Caminar, idealmente, es un estado en el cual la mente, el cuerpo y el mundo están alineados, como si fueran personajes que finalmente conversan juntos. Tres notas tocando, repentinamente un solo acorde.

Rebecca Solnit, Wanderlust. Una historia del caminar.

Hacer todos los días el mismo camino… a la escuela, al liceo, a la universidad, al primer  empleo, al último trabajo y después, de regreso a casa. Y al otro día, una y otra vez lo mismo. ¿Quién no ha buscado explotar las múltiples posibilidades que nos ofrece un mismo recorrido para poder matar la rutina? ¿O, eventualmente, quién no ha tratado de incluir tareas pendientes, agendar visitas y organizar encuentros en esos mismos trayectos para poder así rentabilizar el tiempo y el espacio?
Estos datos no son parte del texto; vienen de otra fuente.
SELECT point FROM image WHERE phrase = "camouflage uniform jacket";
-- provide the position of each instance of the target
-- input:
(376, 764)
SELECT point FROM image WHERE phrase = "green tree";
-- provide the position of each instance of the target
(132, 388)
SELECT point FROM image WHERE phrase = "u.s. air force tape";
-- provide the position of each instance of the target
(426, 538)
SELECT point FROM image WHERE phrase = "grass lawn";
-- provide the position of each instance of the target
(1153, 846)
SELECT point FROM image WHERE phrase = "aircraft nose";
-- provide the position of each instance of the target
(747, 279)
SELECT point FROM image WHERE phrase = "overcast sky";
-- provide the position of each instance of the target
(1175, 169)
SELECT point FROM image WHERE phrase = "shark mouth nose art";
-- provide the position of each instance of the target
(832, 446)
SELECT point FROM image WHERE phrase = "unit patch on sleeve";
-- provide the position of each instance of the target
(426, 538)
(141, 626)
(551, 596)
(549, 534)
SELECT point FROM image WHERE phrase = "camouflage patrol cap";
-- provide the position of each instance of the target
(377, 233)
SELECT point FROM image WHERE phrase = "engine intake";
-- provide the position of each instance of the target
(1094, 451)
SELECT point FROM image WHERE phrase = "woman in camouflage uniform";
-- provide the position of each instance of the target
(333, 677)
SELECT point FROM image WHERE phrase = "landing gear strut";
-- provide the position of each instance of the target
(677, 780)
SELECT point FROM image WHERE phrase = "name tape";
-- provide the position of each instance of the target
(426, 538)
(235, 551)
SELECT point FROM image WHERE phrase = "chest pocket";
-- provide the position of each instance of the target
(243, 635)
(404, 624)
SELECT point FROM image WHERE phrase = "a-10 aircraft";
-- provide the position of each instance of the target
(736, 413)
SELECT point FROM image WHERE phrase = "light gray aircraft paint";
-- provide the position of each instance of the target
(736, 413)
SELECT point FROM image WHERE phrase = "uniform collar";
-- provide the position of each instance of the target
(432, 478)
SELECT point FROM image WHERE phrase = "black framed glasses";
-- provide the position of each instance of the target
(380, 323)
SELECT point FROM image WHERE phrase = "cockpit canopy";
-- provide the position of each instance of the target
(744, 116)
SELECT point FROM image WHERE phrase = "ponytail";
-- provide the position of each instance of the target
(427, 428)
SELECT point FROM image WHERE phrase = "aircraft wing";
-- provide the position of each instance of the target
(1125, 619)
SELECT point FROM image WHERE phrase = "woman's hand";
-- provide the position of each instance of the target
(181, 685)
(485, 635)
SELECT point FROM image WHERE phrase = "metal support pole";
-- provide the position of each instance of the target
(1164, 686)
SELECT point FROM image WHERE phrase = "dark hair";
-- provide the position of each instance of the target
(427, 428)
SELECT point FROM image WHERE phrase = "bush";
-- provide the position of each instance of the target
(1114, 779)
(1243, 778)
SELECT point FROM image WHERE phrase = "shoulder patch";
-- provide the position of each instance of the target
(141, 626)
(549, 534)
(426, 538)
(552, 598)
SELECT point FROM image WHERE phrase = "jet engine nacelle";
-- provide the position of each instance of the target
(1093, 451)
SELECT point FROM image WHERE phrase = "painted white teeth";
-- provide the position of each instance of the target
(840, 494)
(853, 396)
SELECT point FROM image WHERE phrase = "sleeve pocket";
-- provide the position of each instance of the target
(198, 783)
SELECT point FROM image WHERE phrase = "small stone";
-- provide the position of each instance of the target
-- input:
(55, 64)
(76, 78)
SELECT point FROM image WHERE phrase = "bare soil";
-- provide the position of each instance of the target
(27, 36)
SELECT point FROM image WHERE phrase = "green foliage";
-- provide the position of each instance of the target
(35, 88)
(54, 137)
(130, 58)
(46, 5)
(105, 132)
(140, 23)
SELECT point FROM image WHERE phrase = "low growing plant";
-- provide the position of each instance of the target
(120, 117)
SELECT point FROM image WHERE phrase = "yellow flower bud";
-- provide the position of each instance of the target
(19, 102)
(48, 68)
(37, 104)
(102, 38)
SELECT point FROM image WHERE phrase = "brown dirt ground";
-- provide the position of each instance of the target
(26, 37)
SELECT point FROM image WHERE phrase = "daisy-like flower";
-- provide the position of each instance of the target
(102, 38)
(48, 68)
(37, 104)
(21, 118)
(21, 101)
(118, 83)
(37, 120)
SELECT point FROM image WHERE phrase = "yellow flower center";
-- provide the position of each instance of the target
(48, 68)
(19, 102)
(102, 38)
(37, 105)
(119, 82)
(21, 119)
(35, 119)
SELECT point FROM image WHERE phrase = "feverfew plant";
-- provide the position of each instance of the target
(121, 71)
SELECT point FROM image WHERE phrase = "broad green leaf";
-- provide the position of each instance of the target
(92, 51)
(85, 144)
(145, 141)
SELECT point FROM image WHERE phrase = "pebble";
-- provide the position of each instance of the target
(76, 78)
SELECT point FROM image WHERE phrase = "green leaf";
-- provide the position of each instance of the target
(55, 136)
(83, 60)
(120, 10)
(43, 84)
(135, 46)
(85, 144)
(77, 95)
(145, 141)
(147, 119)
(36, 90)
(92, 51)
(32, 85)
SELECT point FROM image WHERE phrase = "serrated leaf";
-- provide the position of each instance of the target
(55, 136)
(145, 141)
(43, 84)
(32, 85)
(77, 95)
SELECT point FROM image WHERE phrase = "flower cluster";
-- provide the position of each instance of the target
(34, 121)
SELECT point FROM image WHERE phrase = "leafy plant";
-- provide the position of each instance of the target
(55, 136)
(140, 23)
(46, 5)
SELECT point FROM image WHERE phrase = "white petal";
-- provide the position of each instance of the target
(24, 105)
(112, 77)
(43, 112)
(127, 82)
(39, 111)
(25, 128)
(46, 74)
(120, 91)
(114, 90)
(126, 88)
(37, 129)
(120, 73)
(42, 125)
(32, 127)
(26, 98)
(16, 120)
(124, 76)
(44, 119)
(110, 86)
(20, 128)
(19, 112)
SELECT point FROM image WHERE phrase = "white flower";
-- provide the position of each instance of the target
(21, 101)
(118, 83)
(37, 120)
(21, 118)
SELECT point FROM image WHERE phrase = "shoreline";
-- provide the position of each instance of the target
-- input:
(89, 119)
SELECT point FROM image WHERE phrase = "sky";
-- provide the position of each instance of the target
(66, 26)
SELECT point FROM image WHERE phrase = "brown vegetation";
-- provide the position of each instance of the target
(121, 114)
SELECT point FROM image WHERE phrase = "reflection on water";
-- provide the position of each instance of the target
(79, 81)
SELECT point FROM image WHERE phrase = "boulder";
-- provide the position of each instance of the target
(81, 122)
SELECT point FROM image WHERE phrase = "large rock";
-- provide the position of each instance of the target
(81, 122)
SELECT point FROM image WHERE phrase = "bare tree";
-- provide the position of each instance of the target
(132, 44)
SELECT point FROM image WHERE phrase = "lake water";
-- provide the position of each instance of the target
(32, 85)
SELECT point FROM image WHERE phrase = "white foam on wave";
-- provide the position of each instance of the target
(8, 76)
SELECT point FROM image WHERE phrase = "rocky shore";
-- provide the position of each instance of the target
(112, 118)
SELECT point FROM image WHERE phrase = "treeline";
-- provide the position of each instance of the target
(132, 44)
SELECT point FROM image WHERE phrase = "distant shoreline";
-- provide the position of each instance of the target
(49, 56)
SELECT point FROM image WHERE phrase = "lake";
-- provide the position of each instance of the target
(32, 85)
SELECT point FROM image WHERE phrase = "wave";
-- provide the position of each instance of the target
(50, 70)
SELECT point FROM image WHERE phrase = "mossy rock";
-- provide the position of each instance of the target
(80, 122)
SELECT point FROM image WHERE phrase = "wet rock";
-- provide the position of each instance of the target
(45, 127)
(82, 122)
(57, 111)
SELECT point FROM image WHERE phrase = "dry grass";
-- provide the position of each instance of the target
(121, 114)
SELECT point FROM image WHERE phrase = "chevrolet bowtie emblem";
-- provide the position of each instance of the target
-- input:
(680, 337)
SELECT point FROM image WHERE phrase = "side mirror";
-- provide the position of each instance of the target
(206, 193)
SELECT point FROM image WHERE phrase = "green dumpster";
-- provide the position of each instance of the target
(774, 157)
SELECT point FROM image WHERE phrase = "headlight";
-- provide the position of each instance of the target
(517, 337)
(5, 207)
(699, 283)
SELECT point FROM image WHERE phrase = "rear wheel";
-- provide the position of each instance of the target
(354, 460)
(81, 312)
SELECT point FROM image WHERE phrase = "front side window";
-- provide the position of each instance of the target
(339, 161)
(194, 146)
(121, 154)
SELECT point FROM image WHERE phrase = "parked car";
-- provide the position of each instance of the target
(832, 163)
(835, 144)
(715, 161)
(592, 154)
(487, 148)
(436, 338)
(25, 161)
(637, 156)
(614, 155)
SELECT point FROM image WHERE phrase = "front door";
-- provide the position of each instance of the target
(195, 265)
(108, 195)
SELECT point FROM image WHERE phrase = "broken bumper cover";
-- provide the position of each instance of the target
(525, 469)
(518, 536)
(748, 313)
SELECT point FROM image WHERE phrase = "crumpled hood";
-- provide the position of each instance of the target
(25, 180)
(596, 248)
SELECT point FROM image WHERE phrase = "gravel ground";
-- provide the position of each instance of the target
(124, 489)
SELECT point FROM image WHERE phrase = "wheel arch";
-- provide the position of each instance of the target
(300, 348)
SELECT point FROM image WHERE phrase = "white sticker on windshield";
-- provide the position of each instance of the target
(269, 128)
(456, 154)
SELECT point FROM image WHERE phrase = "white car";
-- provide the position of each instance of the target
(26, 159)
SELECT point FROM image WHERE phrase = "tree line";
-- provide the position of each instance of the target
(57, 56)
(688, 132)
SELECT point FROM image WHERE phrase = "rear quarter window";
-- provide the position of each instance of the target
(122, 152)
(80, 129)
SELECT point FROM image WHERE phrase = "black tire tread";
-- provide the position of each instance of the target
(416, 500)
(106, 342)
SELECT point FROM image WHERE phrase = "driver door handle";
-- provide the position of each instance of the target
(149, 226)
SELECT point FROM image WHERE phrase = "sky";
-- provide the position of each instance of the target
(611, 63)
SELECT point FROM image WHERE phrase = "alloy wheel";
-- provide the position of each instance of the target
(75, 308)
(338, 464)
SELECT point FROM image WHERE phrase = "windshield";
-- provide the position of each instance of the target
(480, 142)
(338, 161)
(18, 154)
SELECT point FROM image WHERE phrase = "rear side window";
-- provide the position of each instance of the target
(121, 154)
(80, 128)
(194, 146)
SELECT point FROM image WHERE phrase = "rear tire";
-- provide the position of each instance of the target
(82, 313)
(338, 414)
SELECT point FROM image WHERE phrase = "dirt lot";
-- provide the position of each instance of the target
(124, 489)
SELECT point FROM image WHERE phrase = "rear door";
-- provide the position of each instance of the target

Esta es la historia de alguien que trataba de hacer lo opuesto: realizar por años exactamente el mismo camino pero para siempre llegar a otro lugar. La imposibilidad de lo invariable en un mismo itinerario era algo así como el leitmotiv de su trayecto.

El leitmotiv es una melodía corta y característica que se repite a lo largo de una obra musical y refiere simbólicamente, o por asociación, a un determinado personaje, evento, sentimiento o una idea fuerza. De hecho, el cine utiliza habitualmente este recurso en las bandas sonoras. Gracias a ese tipo de música, todos sabemos cuándo aparecerá en escena el lado oscuro de la fuerza, o el momento en el que el tiburón atacará. Era exactamente ese tipo de asociación audiovisual lo que buscaba. No obstante, las secuencias melódicas no eran aquí sonoras, sino espaciales. Asimismo, no había en ellas ni instantes de desenlaces, ni suspenso, ni siquiera clímax narrativos.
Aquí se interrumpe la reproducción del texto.